To examine return to school and classroom performance following traumatic brain injury (TBI).
This cross-sectional study set in the community comprised a group of 67 school-age children with TBI (35 mild, 13 moderate, 19 severe) and 14 uninjured matched controls. Parents and children were interviewed and children assessed at a mean of 2 years post injury. Teachers reported on academic performance and educational needs. The main measures used were classroom performance, the Children's Memory Scale (CMS), the Wechsler Intelligence Scale for Children-third edition UK (WISC-III) and the Weschler Objective Reading Dimensions (WORD).
One third of teachers were unaware of the TBI. On return to school, special arrangements were made for 18 children (27%). Special educational needs were identified for 16 (24%), but only six children (9%) received specialist help. Two thirds of children with TBI had difficulties with school work, half had attention/concentration problems and 26 (39%) had memory problems. Compared to other pupils in the class, one third of children with TBI were performing below average. On the CMS, one third of the severe group were impaired/borderline for immediate and delayed recall of verbal material, and over one quarter were impaired/borderline for general memory. Children in the severe group had a mean full-scale IQ significantly lower than controls. Half the TBI group had a reading age > or =1 year below their chronological age, one third were reading > or =2 years below their chronological age.

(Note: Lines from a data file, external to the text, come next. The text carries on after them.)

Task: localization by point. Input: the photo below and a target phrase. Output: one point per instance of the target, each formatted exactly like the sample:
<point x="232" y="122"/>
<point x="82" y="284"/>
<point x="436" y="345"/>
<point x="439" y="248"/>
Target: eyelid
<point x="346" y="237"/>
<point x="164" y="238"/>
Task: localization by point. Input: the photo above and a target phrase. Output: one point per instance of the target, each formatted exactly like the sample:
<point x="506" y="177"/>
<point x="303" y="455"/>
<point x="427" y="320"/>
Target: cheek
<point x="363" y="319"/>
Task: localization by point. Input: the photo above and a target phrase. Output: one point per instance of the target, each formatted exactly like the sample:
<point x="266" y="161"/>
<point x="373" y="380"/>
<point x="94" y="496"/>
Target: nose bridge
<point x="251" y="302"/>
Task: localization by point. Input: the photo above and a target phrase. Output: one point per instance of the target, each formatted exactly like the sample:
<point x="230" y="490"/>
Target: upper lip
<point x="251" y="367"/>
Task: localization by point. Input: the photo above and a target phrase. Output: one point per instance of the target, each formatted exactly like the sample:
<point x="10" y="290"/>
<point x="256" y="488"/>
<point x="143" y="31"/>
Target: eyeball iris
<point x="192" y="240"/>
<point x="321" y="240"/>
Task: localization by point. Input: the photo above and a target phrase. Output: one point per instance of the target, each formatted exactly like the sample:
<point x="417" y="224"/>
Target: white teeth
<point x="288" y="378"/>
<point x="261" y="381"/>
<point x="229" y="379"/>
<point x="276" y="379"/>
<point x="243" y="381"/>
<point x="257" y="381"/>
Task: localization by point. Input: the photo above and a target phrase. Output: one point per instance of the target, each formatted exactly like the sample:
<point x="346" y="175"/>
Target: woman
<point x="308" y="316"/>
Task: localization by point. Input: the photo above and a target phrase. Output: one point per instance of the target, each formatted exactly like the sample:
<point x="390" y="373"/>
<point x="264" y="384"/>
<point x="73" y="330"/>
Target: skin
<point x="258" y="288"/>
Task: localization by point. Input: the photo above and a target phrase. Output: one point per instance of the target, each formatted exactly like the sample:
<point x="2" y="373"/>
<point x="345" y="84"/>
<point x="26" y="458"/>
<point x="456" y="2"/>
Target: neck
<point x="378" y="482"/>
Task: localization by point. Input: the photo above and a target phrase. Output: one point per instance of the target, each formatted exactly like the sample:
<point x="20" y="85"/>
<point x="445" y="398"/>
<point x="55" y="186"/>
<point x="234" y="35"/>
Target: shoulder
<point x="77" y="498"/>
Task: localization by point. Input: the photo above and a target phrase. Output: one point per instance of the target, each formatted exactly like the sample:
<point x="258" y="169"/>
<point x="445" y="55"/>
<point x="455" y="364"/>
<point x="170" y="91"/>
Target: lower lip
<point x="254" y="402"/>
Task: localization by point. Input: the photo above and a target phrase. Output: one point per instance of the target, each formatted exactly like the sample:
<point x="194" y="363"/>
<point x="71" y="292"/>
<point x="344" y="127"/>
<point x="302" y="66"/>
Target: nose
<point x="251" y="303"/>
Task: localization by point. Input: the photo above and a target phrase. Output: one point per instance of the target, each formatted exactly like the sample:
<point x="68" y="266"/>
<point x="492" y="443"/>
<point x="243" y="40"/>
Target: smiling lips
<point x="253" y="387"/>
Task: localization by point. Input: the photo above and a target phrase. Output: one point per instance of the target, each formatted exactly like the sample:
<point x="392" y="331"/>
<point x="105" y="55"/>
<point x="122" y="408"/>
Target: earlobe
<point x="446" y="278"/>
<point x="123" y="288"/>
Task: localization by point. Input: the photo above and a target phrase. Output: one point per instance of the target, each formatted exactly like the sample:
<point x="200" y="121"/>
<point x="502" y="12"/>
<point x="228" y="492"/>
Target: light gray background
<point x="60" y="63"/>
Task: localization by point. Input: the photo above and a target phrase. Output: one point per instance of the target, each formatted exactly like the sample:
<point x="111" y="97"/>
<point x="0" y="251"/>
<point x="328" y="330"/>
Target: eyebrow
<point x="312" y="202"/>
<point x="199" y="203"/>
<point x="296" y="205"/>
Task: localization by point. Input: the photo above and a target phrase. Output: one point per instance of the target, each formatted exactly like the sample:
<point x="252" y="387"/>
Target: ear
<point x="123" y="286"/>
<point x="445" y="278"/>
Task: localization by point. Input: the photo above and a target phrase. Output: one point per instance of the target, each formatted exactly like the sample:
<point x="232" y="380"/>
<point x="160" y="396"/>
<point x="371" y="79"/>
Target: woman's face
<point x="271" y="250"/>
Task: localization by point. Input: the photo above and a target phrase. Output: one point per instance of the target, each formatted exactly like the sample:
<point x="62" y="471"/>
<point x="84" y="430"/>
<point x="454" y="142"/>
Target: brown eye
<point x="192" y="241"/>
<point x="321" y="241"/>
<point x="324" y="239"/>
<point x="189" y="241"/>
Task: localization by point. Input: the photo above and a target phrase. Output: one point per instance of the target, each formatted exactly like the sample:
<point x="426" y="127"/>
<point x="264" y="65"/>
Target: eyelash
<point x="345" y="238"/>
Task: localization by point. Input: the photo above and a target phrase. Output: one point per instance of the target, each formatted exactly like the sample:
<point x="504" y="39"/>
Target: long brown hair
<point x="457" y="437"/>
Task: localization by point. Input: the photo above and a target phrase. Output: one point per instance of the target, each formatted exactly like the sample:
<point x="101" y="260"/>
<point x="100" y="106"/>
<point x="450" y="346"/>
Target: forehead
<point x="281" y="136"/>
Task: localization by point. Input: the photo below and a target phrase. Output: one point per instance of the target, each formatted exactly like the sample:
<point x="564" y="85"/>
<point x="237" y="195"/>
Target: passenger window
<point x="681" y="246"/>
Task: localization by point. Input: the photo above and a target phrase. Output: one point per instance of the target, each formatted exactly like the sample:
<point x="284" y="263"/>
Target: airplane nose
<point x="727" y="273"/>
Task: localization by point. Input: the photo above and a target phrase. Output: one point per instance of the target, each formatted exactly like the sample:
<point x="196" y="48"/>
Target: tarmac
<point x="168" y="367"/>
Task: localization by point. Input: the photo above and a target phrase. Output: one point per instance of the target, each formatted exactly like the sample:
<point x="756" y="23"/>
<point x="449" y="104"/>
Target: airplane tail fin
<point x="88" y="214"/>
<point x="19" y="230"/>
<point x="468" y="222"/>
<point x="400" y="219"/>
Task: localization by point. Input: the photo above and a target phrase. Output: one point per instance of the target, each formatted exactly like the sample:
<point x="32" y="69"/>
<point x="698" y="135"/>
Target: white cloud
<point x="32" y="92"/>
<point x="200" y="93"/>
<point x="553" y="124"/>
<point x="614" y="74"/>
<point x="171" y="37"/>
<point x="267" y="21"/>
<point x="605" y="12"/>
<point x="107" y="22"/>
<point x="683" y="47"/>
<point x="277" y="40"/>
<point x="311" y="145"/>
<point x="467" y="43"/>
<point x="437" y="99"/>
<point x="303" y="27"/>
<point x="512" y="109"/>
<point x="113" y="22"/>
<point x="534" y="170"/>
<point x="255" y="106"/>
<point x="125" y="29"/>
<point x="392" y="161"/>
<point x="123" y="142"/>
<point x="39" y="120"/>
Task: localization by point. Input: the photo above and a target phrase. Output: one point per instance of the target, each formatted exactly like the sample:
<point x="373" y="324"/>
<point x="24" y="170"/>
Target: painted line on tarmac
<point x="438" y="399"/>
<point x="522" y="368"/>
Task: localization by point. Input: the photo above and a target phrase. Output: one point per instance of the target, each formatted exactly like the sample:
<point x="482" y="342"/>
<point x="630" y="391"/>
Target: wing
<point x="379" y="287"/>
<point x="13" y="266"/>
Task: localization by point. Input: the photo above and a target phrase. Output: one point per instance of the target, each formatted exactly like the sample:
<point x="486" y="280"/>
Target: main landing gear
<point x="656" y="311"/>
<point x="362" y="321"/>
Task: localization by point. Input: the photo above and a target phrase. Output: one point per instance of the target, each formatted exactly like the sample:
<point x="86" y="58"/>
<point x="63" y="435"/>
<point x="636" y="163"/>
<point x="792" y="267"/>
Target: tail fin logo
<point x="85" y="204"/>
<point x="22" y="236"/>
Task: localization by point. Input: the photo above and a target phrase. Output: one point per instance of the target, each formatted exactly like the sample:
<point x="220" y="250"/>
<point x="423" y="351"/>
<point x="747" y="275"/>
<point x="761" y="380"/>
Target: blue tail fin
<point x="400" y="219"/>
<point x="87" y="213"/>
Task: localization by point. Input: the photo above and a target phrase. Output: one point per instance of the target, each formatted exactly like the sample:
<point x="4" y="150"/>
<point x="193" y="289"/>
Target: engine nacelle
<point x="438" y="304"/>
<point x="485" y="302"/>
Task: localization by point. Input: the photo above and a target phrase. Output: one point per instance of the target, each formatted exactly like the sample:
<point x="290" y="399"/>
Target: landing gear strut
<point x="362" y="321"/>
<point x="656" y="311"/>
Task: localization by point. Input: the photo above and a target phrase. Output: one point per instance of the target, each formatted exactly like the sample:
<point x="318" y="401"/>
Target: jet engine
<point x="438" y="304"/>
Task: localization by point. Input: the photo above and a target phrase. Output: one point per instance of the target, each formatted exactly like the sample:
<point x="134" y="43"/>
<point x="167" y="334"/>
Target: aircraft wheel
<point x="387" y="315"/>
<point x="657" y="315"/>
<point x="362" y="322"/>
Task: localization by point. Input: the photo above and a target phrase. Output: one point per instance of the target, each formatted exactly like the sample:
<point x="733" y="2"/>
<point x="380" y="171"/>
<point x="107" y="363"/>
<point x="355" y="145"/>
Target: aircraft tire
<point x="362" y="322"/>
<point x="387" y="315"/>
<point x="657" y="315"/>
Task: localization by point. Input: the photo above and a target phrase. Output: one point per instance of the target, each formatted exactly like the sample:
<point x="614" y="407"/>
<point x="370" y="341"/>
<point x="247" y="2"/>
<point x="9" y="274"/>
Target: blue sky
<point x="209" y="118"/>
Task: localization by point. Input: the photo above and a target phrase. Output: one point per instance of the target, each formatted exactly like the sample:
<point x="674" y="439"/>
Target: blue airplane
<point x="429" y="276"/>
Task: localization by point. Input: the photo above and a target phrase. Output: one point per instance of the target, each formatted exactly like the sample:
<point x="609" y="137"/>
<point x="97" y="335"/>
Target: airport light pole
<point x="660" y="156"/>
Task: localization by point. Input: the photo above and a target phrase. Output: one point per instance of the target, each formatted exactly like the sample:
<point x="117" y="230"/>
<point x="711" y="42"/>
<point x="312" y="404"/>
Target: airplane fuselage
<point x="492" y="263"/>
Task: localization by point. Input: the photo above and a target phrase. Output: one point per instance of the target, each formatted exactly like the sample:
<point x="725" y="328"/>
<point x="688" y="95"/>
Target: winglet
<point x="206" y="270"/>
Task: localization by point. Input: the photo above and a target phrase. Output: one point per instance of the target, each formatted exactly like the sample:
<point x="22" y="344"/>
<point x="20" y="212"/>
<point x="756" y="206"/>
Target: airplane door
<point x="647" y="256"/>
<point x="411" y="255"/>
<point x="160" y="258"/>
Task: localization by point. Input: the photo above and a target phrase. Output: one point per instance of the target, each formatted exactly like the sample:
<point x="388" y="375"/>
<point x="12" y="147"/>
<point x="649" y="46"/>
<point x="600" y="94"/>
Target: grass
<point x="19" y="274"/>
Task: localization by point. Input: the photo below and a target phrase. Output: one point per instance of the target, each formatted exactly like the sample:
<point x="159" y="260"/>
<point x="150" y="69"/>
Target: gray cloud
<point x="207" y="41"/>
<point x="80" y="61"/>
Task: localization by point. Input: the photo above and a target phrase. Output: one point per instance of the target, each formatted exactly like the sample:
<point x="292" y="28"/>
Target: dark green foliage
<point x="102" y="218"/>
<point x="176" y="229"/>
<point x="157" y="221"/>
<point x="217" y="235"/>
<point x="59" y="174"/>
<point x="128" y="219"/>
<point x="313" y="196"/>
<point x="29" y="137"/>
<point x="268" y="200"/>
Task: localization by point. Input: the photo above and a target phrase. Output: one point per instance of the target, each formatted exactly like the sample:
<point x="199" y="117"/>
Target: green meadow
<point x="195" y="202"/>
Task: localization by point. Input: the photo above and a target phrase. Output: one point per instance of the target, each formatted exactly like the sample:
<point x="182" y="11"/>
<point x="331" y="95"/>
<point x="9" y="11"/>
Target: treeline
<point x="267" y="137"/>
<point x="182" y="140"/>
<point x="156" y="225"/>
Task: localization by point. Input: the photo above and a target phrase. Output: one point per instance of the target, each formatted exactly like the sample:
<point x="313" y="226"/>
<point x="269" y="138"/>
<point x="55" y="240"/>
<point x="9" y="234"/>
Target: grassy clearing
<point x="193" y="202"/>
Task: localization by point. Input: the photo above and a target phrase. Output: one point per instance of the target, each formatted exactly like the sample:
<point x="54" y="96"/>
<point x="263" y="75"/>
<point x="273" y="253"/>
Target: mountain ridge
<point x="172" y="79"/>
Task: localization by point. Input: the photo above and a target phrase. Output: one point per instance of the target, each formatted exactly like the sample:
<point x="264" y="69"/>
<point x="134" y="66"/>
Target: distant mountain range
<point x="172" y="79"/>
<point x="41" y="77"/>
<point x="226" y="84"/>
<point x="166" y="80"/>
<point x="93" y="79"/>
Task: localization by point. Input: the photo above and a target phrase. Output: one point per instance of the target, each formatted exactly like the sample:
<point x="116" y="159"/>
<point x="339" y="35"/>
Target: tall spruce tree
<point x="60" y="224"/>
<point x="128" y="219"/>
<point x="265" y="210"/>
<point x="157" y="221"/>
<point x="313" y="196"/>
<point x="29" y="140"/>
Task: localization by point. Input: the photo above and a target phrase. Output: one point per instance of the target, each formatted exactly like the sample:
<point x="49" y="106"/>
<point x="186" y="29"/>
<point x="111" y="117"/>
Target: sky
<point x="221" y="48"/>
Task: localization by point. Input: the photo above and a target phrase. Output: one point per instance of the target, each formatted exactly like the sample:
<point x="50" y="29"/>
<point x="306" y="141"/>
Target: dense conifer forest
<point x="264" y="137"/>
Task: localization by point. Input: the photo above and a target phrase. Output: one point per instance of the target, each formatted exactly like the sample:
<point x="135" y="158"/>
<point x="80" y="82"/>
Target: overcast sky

Schools rely on parents to inform them about a TBI, and rarely receive information on possible long-term sequelae. At hospital discharge, health professionals should provide schools with information about TBI and possible long-term impairments, so that children returning to school receive appropriate support.
研究创伤性脑损伤(TBI)后复学情况及课堂表现。
这项在社区开展的横断面研究纳入了67名学龄期TBI儿童(35名轻度、13名中度、19名重度)以及14名匹配的未受伤对照儿童。对家长和儿童进行了访谈,并在受伤后平均2年对儿童进行评估。教师报告了学业表现和教育需求。主要测量指标包括课堂表现、儿童记忆量表(CMS)、韦氏儿童智力量表第三版英国修订本(WISC-III)以及韦氏客观阅读维度(WORD)。
三分之一的教师不知道儿童患有TBI。复学后,为18名儿童(27%)做出了特殊安排。确定有16名儿童(24%)有特殊教育需求,但只有6名儿童(9%)得到了专业帮助。三分之二的TBI儿童在学业上有困难,一半有注意力/专注力问题,26名(39%)有记忆问题。与班上其他学生相比,三分之一的TBI儿童表现低于平均水平。在CMS上,重度组三分之一的儿童在言语材料的即时和延迟回忆方面受损/处于临界状态,超过四分之一的儿童在总体记忆方面受损/处于临界状态。重度组儿童的平均全量表智商显著低于对照组。一半的TBI组儿童阅读年龄比实际年龄低1岁或以上,三分之一比实际年龄低2岁或以上。
学校依赖家长告知儿童的TBI情况,很少收到关于可能的长期后遗症的信息。在出院时,卫生专业人员应向学校提供有关TBI及可能的长期损伤的信息,以便复学儿童得到适当的支持。